KPIs Supply Chain : Les 12 indicateurs que je surveille vraiment au quotidien

KPIs Supply Chain : Les 12 indicateurs que je surveille vraiment au quotidien

On peut mesurer des dizaines d’indicateurs en supply chain. Les tableaux de bord débordent souvent de graphiques colorés, de ratios complexes et de métriques impressionnantes.
Mais sur le terrain, la réalité est plus simple.
Un bon KPI n’est pas là pour faire joli. Il est là pour déclencher une action. S’il ne pousse pas à corriger, ajuster ou décider, il ne sert à rien.
Avec les années, j’ai appris à me concentrer sur les indicateurs qui ont un impact direct sur le cash, le service client et la stabilité des opérations. Ceux qui révèlent rapidement si la machine tourne bien… ou si elle commence à grincer.
Le taux de service, d’abord. C’est le reflet immédiat de la promesse faite au client. Un OTIF solide signifie que les prévisions, les achats, l’inventaire et la préparation de commandes travaillent en harmonie. Dès qu’il baisse, c’est un signal d’alerte.

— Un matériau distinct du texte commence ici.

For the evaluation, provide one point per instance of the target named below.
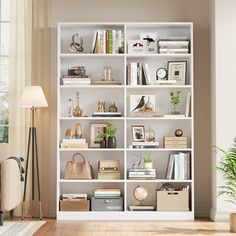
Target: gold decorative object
(78, 131)
(112, 108)
(69, 134)
(101, 106)
(77, 112)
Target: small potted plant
(227, 168)
(175, 100)
(148, 163)
(110, 134)
(102, 139)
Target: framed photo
(142, 103)
(138, 133)
(177, 71)
(95, 130)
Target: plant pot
(103, 144)
(232, 222)
(148, 165)
(111, 143)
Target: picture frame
(177, 70)
(138, 133)
(95, 129)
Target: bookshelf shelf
(120, 94)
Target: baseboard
(219, 216)
(202, 212)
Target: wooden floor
(76, 228)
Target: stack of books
(107, 193)
(174, 45)
(74, 143)
(106, 114)
(75, 80)
(142, 173)
(145, 145)
(178, 166)
(108, 41)
(138, 74)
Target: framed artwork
(177, 71)
(142, 103)
(95, 130)
(138, 133)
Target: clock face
(161, 73)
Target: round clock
(161, 74)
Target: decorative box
(175, 142)
(107, 204)
(137, 46)
(172, 201)
(74, 205)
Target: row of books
(138, 74)
(174, 45)
(107, 193)
(108, 41)
(178, 167)
(142, 173)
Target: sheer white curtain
(30, 65)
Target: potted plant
(102, 139)
(148, 163)
(175, 100)
(227, 167)
(110, 134)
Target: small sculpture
(76, 46)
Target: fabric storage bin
(107, 204)
(172, 201)
(78, 205)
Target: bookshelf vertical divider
(89, 96)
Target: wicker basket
(70, 205)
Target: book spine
(113, 41)
(110, 41)
(99, 42)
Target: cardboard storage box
(175, 142)
(105, 204)
(172, 201)
(74, 205)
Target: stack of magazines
(142, 173)
(174, 45)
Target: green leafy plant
(227, 167)
(175, 98)
(110, 130)
(148, 158)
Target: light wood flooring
(131, 228)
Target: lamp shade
(33, 96)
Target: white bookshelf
(89, 96)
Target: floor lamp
(33, 98)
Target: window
(4, 69)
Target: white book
(134, 79)
(147, 74)
(187, 108)
(113, 41)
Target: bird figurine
(140, 104)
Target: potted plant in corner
(175, 100)
(110, 134)
(227, 167)
(148, 163)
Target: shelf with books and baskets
(125, 121)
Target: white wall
(223, 92)
(151, 10)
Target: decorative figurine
(78, 131)
(101, 106)
(112, 108)
(179, 133)
(77, 112)
(76, 46)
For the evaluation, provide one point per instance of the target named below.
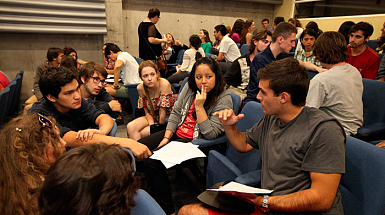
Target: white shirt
(229, 49)
(130, 69)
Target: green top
(206, 47)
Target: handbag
(156, 126)
(161, 60)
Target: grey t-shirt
(338, 92)
(311, 142)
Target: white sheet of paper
(234, 186)
(177, 152)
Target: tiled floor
(185, 188)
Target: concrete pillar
(114, 20)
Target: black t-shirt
(147, 50)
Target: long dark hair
(196, 42)
(245, 30)
(237, 27)
(24, 142)
(90, 179)
(219, 87)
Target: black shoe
(119, 121)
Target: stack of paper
(237, 187)
(176, 152)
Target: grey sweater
(209, 129)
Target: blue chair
(145, 204)
(381, 55)
(133, 96)
(244, 49)
(373, 99)
(113, 130)
(241, 167)
(362, 186)
(222, 138)
(3, 105)
(372, 44)
(138, 60)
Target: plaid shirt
(300, 54)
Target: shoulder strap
(150, 102)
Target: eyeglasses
(97, 80)
(44, 121)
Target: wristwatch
(265, 206)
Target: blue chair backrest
(244, 49)
(373, 99)
(185, 80)
(133, 96)
(138, 60)
(311, 74)
(372, 44)
(3, 104)
(179, 57)
(113, 130)
(236, 102)
(253, 113)
(250, 161)
(362, 185)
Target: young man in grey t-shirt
(302, 148)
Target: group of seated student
(191, 118)
(283, 40)
(70, 108)
(54, 56)
(305, 181)
(40, 177)
(80, 121)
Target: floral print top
(164, 100)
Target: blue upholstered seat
(241, 167)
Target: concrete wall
(333, 23)
(179, 17)
(184, 18)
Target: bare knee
(193, 209)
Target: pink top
(235, 37)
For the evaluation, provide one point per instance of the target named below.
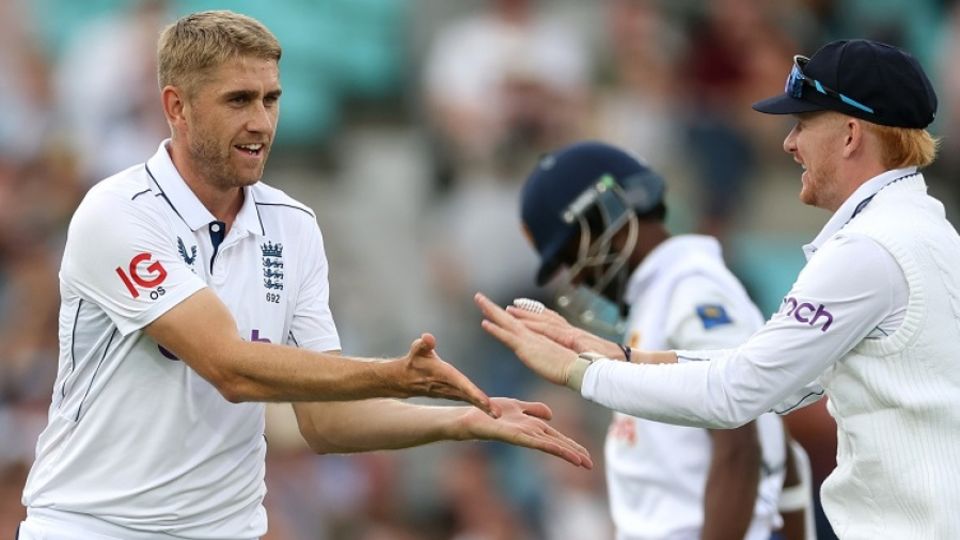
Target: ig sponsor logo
(807, 313)
(146, 276)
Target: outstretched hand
(545, 357)
(426, 374)
(551, 324)
(524, 423)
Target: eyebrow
(250, 94)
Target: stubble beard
(215, 167)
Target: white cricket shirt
(138, 444)
(852, 279)
(682, 296)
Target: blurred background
(409, 126)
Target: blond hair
(194, 45)
(904, 147)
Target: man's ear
(853, 136)
(175, 105)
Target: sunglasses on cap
(797, 80)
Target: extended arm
(826, 314)
(382, 424)
(250, 371)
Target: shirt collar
(185, 203)
(854, 203)
(666, 255)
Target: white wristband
(794, 498)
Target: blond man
(192, 292)
(872, 321)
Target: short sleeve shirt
(135, 437)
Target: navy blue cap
(562, 176)
(881, 77)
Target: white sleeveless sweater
(896, 400)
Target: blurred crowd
(409, 125)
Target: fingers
(469, 392)
(576, 447)
(537, 409)
(551, 332)
(495, 313)
(556, 446)
(424, 345)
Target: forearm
(376, 424)
(267, 372)
(691, 393)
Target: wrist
(577, 370)
(457, 425)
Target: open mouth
(253, 150)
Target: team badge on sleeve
(712, 315)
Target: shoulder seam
(285, 205)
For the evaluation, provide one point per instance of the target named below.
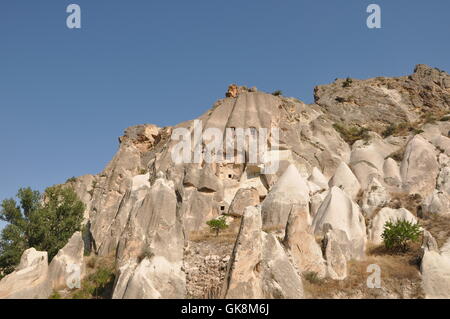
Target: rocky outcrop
(374, 197)
(375, 102)
(259, 266)
(346, 180)
(385, 215)
(339, 212)
(66, 269)
(301, 243)
(150, 255)
(29, 280)
(290, 189)
(337, 253)
(419, 168)
(435, 270)
(244, 197)
(144, 206)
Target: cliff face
(363, 145)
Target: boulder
(435, 270)
(66, 269)
(341, 213)
(29, 280)
(244, 197)
(318, 178)
(419, 168)
(301, 243)
(374, 197)
(337, 248)
(346, 180)
(291, 188)
(259, 266)
(436, 203)
(150, 256)
(392, 173)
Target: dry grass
(400, 278)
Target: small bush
(97, 285)
(347, 83)
(340, 99)
(277, 93)
(217, 225)
(397, 235)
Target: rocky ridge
(365, 152)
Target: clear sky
(66, 95)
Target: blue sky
(66, 95)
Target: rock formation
(342, 163)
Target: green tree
(398, 234)
(217, 225)
(43, 222)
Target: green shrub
(217, 225)
(45, 222)
(347, 83)
(397, 235)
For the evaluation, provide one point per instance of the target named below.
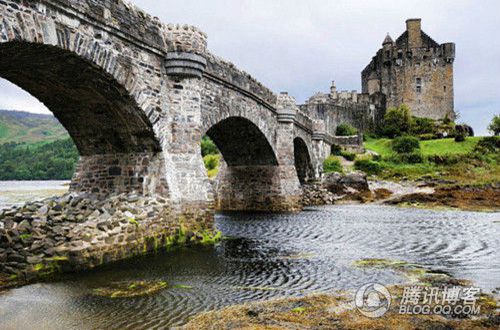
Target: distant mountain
(20, 126)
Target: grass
(431, 147)
(463, 172)
(26, 127)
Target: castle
(414, 70)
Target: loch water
(266, 256)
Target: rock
(24, 225)
(34, 260)
(356, 180)
(332, 182)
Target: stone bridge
(137, 96)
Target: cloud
(300, 46)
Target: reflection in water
(20, 192)
(267, 256)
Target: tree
(397, 121)
(495, 125)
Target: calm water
(19, 192)
(268, 256)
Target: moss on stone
(130, 289)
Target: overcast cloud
(301, 46)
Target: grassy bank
(442, 159)
(432, 147)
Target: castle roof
(402, 40)
(388, 40)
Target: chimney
(414, 29)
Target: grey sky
(300, 46)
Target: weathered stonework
(416, 71)
(136, 96)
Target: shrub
(459, 137)
(397, 122)
(211, 162)
(348, 155)
(208, 147)
(368, 166)
(332, 164)
(405, 144)
(346, 130)
(411, 158)
(426, 137)
(494, 127)
(488, 144)
(445, 159)
(336, 150)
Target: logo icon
(373, 300)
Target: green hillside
(25, 127)
(34, 147)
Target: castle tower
(414, 70)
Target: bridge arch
(302, 158)
(97, 111)
(242, 143)
(116, 140)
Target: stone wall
(414, 70)
(73, 233)
(110, 174)
(253, 188)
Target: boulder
(356, 180)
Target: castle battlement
(414, 70)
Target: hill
(34, 147)
(31, 128)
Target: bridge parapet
(120, 17)
(227, 72)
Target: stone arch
(303, 163)
(242, 143)
(97, 111)
(219, 103)
(119, 148)
(249, 178)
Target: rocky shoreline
(355, 187)
(74, 232)
(337, 310)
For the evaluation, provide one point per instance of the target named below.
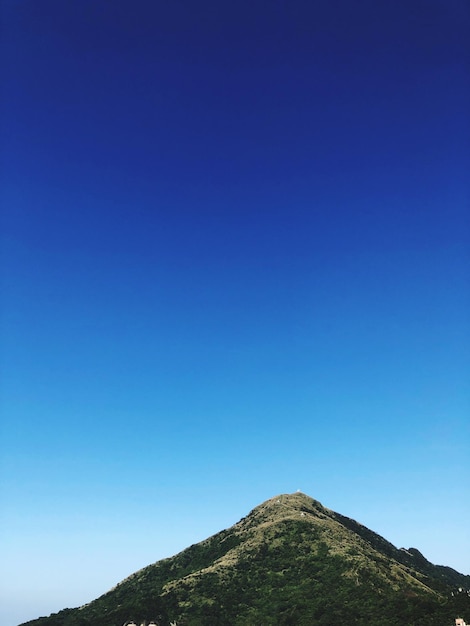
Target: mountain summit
(290, 561)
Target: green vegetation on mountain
(290, 561)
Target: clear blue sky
(235, 262)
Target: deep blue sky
(235, 262)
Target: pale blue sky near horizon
(235, 263)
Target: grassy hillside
(290, 561)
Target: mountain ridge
(289, 561)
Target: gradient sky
(235, 263)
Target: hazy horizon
(235, 263)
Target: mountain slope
(290, 561)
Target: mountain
(291, 561)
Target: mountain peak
(289, 561)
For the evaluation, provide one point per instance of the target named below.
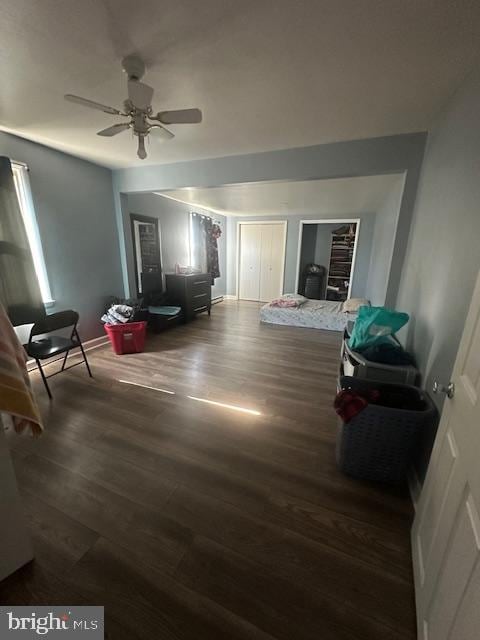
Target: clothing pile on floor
(118, 314)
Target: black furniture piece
(192, 292)
(312, 283)
(48, 347)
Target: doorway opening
(327, 251)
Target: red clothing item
(348, 403)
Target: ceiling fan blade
(160, 133)
(140, 94)
(92, 105)
(114, 129)
(180, 116)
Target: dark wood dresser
(191, 292)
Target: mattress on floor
(317, 314)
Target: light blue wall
(443, 256)
(383, 243)
(374, 156)
(291, 257)
(174, 220)
(74, 206)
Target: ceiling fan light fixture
(141, 151)
(138, 109)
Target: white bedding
(317, 314)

La précision d’inventaire est tout aussi critique. Un système peut afficher 10 000 unités en stock. Si physiquement il en reste 8 000, toute la planification devient fausse. Une dérive d’inventaire finit toujours par coûter cher, en ruptures ou en surstocks.
Le niveau de stock global mérite une attention constante. Trop bas, on fragilise le service. Trop élevé, on immobilise du capital. L’objectif n’est pas d’avoir beaucoup de stock, mais d’avoir le bon stock.
La rotation des stocks permet de voir si les produits circulent réellement. Une rotation lente cache souvent des erreurs de prévision ou des SKU devenus obsolètes.
La valeur des stocks excédentaires et obsolètes est un indicateur que je surveille de près. C’est de l’argent dormant, parfois irrécupérable. Plus on attend, plus la perte se creuse.
Les délais d’approvisionnement réels comparés aux délais théoriques sont essentiels. Beaucoup d’entreprises planifient avec des lead times optimistes. La réalité terrain est souvent différente. Ce décalage crée du stress inutile dans toute la chaîne.
Le taux de fiabilité des fournisseurs influence directement la stabilité des opérations. Retards, quantités incomplètes, qualité variable… un fournisseur instable se répercute sur tout le reste.
Le coût de transport par unité ou par commande révèle rapidement les dérives. Hausse des tarifs, mauvaise consolidation, choix de mode inadapté. Le transport gruge facilement la marge si on ne le surveille pas.
Le coût logistique total en pourcentage des ventes donne une vision globale. Entreposage, manutention, transport, emballage. Si ce ratio augmente sans croissance proportionnelle des revenus, il faut creuser.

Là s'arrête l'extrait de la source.